Tuesday, April 12, 2011

Book report: Sacajawea by Anna Lee Waldo

I've been thinking about adding regular book reviews to my blog highlighting some of the more memorable things that I'm reading or have read. Since I won't be cleaning again until Thursday or so (I do work some days), I thought I would start with a book that helped jump start all this cleaning in the B-house.

During my elementary school years, I became quite obsessed with all things Native American. I think this all happened when my mom started investigating our family tree and spoke of our Algonquin ancestors.

Needless to say, when it came time to do a book report on a biography, I chose Sacajawea (it may or may not have been this book. The cover looks familiar). While I was imagining myself crossing the Rocky Mountains with a Cabbage Patch kid strapped to my back, my mom was reading Anna Lee Waldo's masterpiece of a novel about this legendary woman. I just recently finished it for myself, and I find myself even more fascinated with this amazing woman.

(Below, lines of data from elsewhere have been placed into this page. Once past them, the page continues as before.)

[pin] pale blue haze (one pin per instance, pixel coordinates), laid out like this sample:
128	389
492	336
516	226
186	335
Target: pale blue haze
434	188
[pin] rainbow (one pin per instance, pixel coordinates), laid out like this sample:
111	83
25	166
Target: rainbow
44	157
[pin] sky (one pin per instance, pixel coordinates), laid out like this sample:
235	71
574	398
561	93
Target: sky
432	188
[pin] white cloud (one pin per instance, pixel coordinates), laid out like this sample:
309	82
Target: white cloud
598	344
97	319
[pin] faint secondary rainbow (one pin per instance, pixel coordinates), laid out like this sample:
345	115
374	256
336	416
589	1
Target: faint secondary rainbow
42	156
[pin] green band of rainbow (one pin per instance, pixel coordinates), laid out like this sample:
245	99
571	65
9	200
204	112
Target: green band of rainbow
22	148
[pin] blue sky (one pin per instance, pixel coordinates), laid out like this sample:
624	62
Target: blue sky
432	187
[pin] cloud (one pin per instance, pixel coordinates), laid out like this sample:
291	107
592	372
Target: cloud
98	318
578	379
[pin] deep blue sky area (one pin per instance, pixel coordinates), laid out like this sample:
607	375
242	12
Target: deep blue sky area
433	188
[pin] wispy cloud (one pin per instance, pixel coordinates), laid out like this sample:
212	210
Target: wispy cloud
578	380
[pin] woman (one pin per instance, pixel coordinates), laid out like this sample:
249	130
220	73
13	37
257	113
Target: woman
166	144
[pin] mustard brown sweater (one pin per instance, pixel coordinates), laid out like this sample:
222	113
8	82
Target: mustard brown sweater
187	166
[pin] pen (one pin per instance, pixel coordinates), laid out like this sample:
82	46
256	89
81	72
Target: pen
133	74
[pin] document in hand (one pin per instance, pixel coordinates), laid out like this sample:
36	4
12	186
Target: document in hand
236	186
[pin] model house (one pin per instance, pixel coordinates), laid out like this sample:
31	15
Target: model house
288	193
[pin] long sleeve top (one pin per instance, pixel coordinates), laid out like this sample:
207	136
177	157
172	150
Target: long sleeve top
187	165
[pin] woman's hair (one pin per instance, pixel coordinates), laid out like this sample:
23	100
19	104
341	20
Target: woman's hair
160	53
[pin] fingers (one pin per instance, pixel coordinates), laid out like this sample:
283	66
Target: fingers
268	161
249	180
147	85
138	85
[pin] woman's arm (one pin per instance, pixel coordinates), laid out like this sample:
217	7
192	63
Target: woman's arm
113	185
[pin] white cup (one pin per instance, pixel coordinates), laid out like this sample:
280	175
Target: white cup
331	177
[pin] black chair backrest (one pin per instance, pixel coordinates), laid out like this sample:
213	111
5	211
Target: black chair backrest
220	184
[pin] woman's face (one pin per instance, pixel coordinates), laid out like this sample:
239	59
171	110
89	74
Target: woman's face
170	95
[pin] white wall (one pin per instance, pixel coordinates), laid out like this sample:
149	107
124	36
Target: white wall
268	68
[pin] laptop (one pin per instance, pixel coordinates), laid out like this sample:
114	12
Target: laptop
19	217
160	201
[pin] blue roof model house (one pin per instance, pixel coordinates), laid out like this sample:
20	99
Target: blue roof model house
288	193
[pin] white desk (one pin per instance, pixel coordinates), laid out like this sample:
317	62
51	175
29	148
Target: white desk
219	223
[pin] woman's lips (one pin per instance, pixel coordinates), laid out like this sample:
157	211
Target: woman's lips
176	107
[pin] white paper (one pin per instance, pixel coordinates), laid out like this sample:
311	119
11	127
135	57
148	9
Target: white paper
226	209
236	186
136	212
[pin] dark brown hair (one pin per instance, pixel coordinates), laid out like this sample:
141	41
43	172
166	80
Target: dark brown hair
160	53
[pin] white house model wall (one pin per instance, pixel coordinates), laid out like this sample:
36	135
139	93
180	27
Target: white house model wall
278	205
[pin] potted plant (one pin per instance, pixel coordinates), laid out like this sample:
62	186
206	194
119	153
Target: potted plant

The novel itself is huge; the paperback is 1359 pages. Ms. Waldo certainly did her research and includes transcriptions of primary source materials, speculations about Sacajawea's life, and plentiful source documents. I loved every word of this novel. The writing paints such a vivid picture of what Sacajawea's life may have been from her kidnapping early in life to her marriage to a French Canadian trapper to her travels with Lewis and Clark and so much more. This woman was inspiring and amazing if only because she did indeed travel across our country on foot with a baby strapped to her back. But her life included so much more than that life changing trip.

What struck me most while reading this book, though, was a continuing recurrence of Sacajawea's small pouch that she always kept close containing her most prized possessions. That's it: one small pouch. It contained a blue bead from her grandmother, a memorable feather, a medal, a bead from another time in her life, and a few other items. That's it. Granted, she had other possessions at various times in her life, but these were the things that she held most dear (at least according to the author). If Sacajawea, arguably one of the most important women in American history, only had need of these few small tokens to savor her momentous life, why in the world do I have an entire house filled with STUFF? Thus began the purge.

I think everyone should read this book. Yes, it took quite a bit of time, but it was time so well invested. I got so wrapped up in it, that I almost forgot to read the last book for the Ledger Book Club. Good thing The Man in Uniform by Kate Taylor (also a good read) was a quick read.